At about 10:30p.m. the D & C reported that East had lost. The score wasn’t close, 14 – 0, but I know Coach Kyle Crandall was proud of his Eagles even in defeat. In the article, Crandall said his players have tremendous heart. I can imagine him congratulating the team on a great season, saying they had represented East and city baseball well. And now, make me even prouder when you graduate.
So the 1980 Jefferson Statesmen are still the last city baseball team to win the sectionals. And looking back, what a magical season it also was.
In 1980 — having won the Class A sectional title the year before — Jefferson was coached by the legendary James BeDell Sr. (1929 – 2008). Elected to the Frontier Field Walk of Fame in 2000, Jim was a coach at Jefferson for 35 years; his baseball teams won three Section V titles, and his soccer, cross county and basketball teams won many city championships. He was also a pioneer in the development of physical education education programs for severely challenged students. After Jefferson, from 1989 – 1996, BeDell was the varsity coach at SUNY Brockport, his alma mater.
Jefferson’s star pitcher — and strong hitter — was Rocky DiPonzio. In 1979, DiPonzio had led the Statesmen to the title with a 9 -1 pitching record. By all accounts, Rocky was Jefferson’s best player since Johnny Antonelli, winner of 21 games for the New York Giants in 1954. DiPonzio was like today’s SOTA’s Kenny “Cruz Control” Cruz who we’ve reported on for several years (and nicknamed) and will be reporting on his status in the upcoming MLB draft.
Rocky’s senior year opened with great expectations — ones met.
The sectional quarterfinal featured an epic pitching matchup, pitting DiPonzio against Bath’s Bob Buckley. Both pitchers combined for 42 strikeouts as Jefferson eked out a 12 inning 2-1 victory with Rocky going the distance (in an era when starting pitchers often pitched complete games, in this case five extra innings).
Played under light rain at Silver Stadium, the title game against Waterloo was another classic. The game was scoreless entering the 7th inning as DiPonzio was pitching a perfect game.
In the top of the 7th, DiPonzio reached first with a single, and removed for a pinch runner (back then players could reenter a game after been pinch run for). An errant pick off throw allowed the Jefferson runner to score.
With one out to go for the perfect game, Rocky hit the Waterloo batter. But he retired the next man for a no hitter. Jefferson had repeated as champions.

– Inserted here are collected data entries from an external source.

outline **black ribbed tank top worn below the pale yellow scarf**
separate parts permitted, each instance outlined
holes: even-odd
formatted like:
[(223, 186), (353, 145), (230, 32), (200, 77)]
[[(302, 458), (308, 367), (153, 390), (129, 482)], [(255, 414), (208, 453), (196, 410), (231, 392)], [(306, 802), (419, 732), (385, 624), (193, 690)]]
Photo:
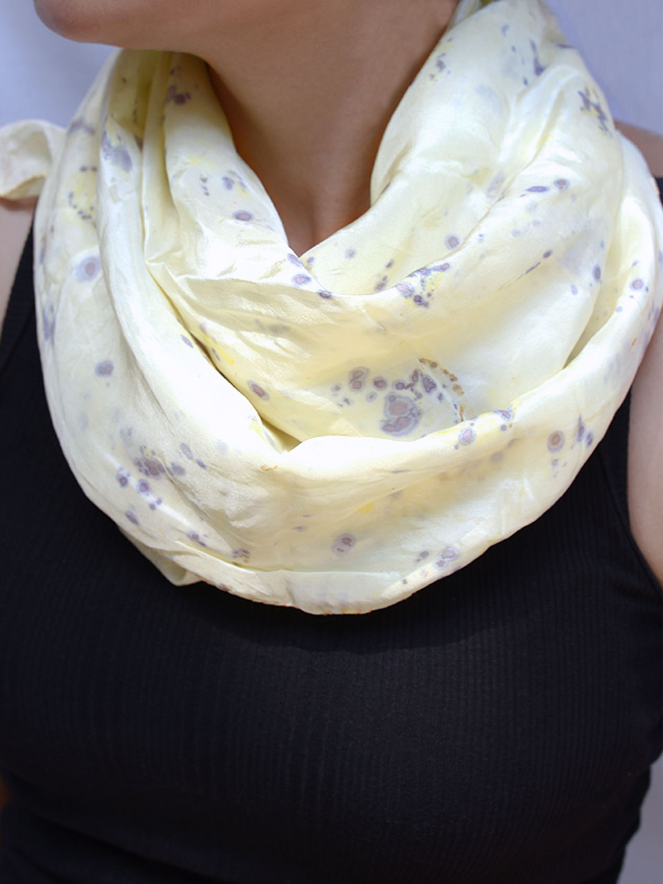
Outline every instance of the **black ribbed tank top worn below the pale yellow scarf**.
[(628, 400), (554, 507), (398, 605), (178, 588), (67, 468), (31, 263), (0, 347), (2, 884), (617, 880), (661, 747)]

While we know where Johnny Antonelli has been, internet searches find few traces of what became of Rocky DiPonzio. He did attend Ithaca College where he pitched solidly. But after 1984, the trail ends. In a 2008 Section V Talks Back thread, OldSchool78 ranked Rocky in the top 6 of Section V pitchers, along with Antonelli, Tim Redding. Bob Sekell, Mike Jones, and Tom Paws.
So I don’t know if Rocky pursued professional baseball. Maybe 1980 — and that no-hitter under a light rain at Silver Stadium — remains his That Championship Season.
Looking back, it is not really so shocking that no city baseball team has won the sectionals since 1980. In the articles I read, dynastic city teams from the 70s where frequently referenced.
But school district demographics were changing. In 1979 and 1980, many of Jefferson’s players had Italian last names. By the 80s and beyond, city boys were increasingly drawn to basketball and football, and it became increasingly harder to compete in baseball with better resourced suburban schools .
But sports has a way of moving in cycles. I think city baseball is on the upswing. Baseball has a rich and deep tradition in the Hispanic community. Most of the East players come from within that community. And East’s success can only increase baseball participation from all communities. It won’t be another 36 years until a city team wins the sectionals.
I also learned that 1980 was the first year the RSCD required a C average for athletic eligibility. As columnist Greg Boeck said; “Why all the flap?” Boeck’s comment holds true today. While the issue still comes up for debate — and there are reasonable exceptions — linking academic effort and performance with the privilege to play sports is a good thing.
As seen in Boeck’s column, Coach Debell agreed, writing a letter to the D & C in favor of academic standards. While I’ve never specifically asked East’s Coach Crandall, I bet he would agree too. And probably tell you 81% of East players who have worn varsity uniforms have graduated.